Другой раз вышел со службы, смотрю: она идет впереди. А на дороге грузовик с углем проезжал, уголь в колее валяется. И эта женщина уголь в газетный кулек стала собирать. Купить, значит, не на что, вот она и собирает. Я к ней подошел, спрашиваю: «Может, вам помочь чем?» Она головой покачала: «Нет, ничего не нужно, всё слава Богу, ты, главное, служи!»
Землянка без электричества, пол земляной… А в углу – Иверская икона!
А у нее не дом, а землянка без электричества! Пол земляной, и вещей меньше, чем в тюремной камере! Она шторку в углу отдернула – и вдруг я вижу большую Иверскую икону Пресвятой Богородицы! Вся золотом горит, аж смотреть больно! И вторая икона тоже Иверская. Оказывается, эта землянка досталась ей от монахинь, которые здесь жили и втайне спасались. В тридцатые годы ее семью выслали в Томскую область в ссылку. Она была образованной, и ее взяли в дом начальника колонии ухаживать за детьми. Потом его перевели в Новосибирск, и он ее взял с собой. И в конце концов она в этой землянке оказалась.

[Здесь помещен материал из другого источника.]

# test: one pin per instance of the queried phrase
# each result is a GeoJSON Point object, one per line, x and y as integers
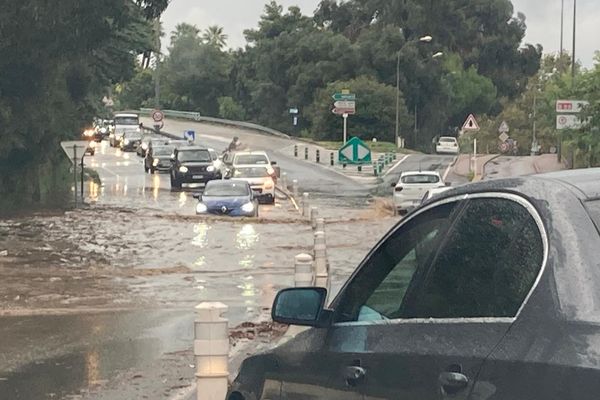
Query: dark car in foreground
{"type": "Point", "coordinates": [192, 164]}
{"type": "Point", "coordinates": [233, 198]}
{"type": "Point", "coordinates": [158, 158]}
{"type": "Point", "coordinates": [487, 291]}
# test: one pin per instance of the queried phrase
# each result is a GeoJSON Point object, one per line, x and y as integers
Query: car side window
{"type": "Point", "coordinates": [485, 267]}
{"type": "Point", "coordinates": [378, 290]}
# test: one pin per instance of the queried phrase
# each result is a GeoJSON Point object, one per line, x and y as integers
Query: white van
{"type": "Point", "coordinates": [123, 123]}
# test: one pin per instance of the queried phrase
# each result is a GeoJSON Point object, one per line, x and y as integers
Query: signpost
{"type": "Point", "coordinates": [345, 105]}
{"type": "Point", "coordinates": [471, 124]}
{"type": "Point", "coordinates": [355, 151]}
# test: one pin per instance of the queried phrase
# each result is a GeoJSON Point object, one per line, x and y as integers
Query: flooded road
{"type": "Point", "coordinates": [98, 303]}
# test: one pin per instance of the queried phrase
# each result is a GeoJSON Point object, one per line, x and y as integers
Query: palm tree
{"type": "Point", "coordinates": [214, 36]}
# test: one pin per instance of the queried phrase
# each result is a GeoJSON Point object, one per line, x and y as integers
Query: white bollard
{"type": "Point", "coordinates": [305, 205]}
{"type": "Point", "coordinates": [320, 262]}
{"type": "Point", "coordinates": [211, 348]}
{"type": "Point", "coordinates": [314, 214]}
{"type": "Point", "coordinates": [320, 225]}
{"type": "Point", "coordinates": [303, 270]}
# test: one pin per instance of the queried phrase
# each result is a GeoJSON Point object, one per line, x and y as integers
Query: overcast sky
{"type": "Point", "coordinates": [543, 20]}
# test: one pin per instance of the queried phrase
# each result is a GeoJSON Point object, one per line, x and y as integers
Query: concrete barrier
{"type": "Point", "coordinates": [303, 270]}
{"type": "Point", "coordinates": [211, 349]}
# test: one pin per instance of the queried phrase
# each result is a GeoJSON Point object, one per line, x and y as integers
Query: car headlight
{"type": "Point", "coordinates": [268, 185]}
{"type": "Point", "coordinates": [201, 208]}
{"type": "Point", "coordinates": [248, 207]}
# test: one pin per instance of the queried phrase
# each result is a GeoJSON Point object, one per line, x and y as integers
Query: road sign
{"type": "Point", "coordinates": [471, 124]}
{"type": "Point", "coordinates": [568, 122]}
{"type": "Point", "coordinates": [157, 115]}
{"type": "Point", "coordinates": [344, 97]}
{"type": "Point", "coordinates": [189, 135]}
{"type": "Point", "coordinates": [355, 151]}
{"type": "Point", "coordinates": [570, 106]}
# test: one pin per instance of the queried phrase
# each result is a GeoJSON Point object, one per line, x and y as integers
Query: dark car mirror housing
{"type": "Point", "coordinates": [300, 306]}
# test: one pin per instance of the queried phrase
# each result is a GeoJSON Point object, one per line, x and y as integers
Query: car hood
{"type": "Point", "coordinates": [197, 164]}
{"type": "Point", "coordinates": [229, 202]}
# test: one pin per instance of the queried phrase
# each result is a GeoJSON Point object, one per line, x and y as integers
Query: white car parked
{"type": "Point", "coordinates": [447, 145]}
{"type": "Point", "coordinates": [412, 186]}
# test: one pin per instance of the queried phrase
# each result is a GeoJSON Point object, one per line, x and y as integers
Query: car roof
{"type": "Point", "coordinates": [411, 173]}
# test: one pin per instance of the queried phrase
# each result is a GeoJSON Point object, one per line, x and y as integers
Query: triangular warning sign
{"type": "Point", "coordinates": [471, 124]}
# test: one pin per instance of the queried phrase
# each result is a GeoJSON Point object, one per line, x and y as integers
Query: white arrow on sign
{"type": "Point", "coordinates": [344, 104]}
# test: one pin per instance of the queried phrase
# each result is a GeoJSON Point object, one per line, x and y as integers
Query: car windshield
{"type": "Point", "coordinates": [127, 121]}
{"type": "Point", "coordinates": [420, 179]}
{"type": "Point", "coordinates": [251, 172]}
{"type": "Point", "coordinates": [194, 155]}
{"type": "Point", "coordinates": [251, 159]}
{"type": "Point", "coordinates": [162, 151]}
{"type": "Point", "coordinates": [226, 189]}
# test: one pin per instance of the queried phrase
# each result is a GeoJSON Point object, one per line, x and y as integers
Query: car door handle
{"type": "Point", "coordinates": [354, 375]}
{"type": "Point", "coordinates": [453, 382]}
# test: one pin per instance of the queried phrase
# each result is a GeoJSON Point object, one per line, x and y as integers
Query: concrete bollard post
{"type": "Point", "coordinates": [211, 348]}
{"type": "Point", "coordinates": [320, 261]}
{"type": "Point", "coordinates": [295, 189]}
{"type": "Point", "coordinates": [305, 205]}
{"type": "Point", "coordinates": [320, 225]}
{"type": "Point", "coordinates": [314, 214]}
{"type": "Point", "coordinates": [303, 271]}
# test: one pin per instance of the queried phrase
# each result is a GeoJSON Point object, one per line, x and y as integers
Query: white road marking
{"type": "Point", "coordinates": [396, 165]}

Монахини умерли и после себя такое наследство ей оставили. У нее была пенсия 9 рублей 70 копеек, на эти деньги она и жила. Я тогда через знакомых дрова для нее достал, продукты покупал, помогал, как мог. И как-то раз она мне говорит: «Батюшка, я вам должна отдать иконы!» Показывает на иконы и говорит: «Эта икона отправит тебя на Афон, а эта – в Иерусалим!» И спустя 25 лет меня действительно отправили на Афон, а потом с делегацией Русской Православной Церкви я попал в Иерусалим. Когда она мне это говорила, я не верил и только в Иерусалиме понял, что эта женщина была воистину святой. Вот святость! В чем она заключалась? В простоте и чистоте жизни!

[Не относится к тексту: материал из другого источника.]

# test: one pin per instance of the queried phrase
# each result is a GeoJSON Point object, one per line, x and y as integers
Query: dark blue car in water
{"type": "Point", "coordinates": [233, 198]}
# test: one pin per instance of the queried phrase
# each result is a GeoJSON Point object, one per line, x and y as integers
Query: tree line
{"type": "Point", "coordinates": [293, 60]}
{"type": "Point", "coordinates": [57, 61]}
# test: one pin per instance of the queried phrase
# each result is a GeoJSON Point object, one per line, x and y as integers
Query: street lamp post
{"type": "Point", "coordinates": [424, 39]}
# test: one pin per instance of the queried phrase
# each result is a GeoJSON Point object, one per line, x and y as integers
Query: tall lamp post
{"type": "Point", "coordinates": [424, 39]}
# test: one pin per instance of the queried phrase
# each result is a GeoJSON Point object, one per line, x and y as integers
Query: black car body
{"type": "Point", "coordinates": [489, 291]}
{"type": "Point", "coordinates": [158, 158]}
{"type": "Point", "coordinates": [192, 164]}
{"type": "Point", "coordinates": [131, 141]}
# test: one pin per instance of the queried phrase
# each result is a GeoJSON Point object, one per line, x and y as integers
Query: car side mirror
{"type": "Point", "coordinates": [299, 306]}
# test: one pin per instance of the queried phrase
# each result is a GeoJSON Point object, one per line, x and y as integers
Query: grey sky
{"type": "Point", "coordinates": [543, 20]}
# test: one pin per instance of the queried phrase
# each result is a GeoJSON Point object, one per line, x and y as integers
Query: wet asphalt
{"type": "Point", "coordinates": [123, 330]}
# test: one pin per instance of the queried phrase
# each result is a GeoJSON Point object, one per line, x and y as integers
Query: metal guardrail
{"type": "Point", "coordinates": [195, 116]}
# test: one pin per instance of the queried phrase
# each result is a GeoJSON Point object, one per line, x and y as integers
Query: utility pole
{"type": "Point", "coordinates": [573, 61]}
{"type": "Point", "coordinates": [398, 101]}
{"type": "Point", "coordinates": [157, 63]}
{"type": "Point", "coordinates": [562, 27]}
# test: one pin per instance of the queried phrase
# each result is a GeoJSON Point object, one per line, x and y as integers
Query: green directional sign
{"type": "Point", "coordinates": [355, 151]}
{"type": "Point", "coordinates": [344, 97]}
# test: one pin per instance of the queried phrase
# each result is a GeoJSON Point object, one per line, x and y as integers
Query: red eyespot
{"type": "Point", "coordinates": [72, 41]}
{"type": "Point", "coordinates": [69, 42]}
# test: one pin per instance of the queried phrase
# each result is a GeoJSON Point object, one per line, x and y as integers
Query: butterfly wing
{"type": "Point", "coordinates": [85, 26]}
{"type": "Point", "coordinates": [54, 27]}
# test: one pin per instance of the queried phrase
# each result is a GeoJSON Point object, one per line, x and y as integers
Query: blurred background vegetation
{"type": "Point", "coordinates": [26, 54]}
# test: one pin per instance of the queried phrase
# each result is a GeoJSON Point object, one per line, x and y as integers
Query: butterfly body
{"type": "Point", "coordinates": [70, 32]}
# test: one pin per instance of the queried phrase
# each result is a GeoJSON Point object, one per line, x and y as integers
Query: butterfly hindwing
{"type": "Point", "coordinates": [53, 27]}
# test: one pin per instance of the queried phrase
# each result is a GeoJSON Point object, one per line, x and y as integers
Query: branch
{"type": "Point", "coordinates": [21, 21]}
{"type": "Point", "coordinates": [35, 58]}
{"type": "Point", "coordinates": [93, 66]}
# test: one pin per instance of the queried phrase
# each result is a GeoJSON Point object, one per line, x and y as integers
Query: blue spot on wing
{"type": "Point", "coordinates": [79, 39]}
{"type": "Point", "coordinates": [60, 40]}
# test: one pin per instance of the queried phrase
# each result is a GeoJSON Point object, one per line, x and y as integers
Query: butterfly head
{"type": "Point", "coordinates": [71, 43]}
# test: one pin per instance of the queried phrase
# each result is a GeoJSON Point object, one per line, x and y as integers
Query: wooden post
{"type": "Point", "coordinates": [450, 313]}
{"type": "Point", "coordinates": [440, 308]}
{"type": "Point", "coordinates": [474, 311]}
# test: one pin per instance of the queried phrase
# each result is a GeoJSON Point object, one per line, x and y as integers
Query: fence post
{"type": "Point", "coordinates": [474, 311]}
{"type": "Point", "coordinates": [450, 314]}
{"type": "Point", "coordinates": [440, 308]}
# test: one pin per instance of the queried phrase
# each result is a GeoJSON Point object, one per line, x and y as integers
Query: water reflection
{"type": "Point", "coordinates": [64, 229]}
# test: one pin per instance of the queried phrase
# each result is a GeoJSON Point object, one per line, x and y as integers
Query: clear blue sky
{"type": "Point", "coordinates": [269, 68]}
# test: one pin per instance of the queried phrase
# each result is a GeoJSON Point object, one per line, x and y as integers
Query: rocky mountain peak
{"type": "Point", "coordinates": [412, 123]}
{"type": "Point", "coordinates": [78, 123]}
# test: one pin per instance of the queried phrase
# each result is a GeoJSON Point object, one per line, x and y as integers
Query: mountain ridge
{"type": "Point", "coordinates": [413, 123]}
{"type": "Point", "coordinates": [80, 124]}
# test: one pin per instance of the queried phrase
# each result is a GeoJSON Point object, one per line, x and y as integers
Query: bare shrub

Отец ТихонАрхимандрит Тихон (Агриков) И еще про одного человека святой жизни хотелось бы рассказать. Его звали архимандрит Тихон (Агриков). Он был профессором, писал богословские труды, преподавал в Троице-Сергиевой Лавре. Это был настоящий подвижник, молитвенник, человек высокой духовной жизни. Люди шли к нему с самыми разными проблемами и духовными вопросами. Очень многим он помог найти свой путь к Богу. Враги это чувствовали и мстили, как могли. Он был всеми гоним: и светскими властями, и церковными. Каких только скорбей он не перенес! По наговорам и наветам его выгнали даже из Троице-Сергиевой Лавры. Власти с ним вели неприкрытую вражду любыми средствами и выбирали самые подлые. Куда он ни приезжал, его всюду доставали женщины-кликуши. И возле Ростова Великого, и в Сальских степях, и в Закарпатье всюду его порочили, буквально проходу не давали! Такая травля была, чтобы опорочить, смешать его доброе имя с грязью! Только он приедет, обоснуется, начнет служить, они тут как тут! Их специально подсылали по заданию уполномоченных по делам религии, чтобы устраивать провокации и отвратить от него людей.

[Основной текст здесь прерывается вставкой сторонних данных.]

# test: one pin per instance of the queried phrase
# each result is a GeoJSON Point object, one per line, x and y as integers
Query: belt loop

А он всё благодушно терпел, не жаловался, никогда ни на кого не обижался, не роптал, и как бы трудно ни было, всегда говорил: «Все, что ни посылается, все – от руки Божией. Верю и надеюсь, что Господь меня не посрамит!» В конце жизни он принял Великую схиму с именем Пантелеимон. Господь его не оставил, он претерпел все скорби и испытания и сподобился праведной кончины с именем Божиим на устах.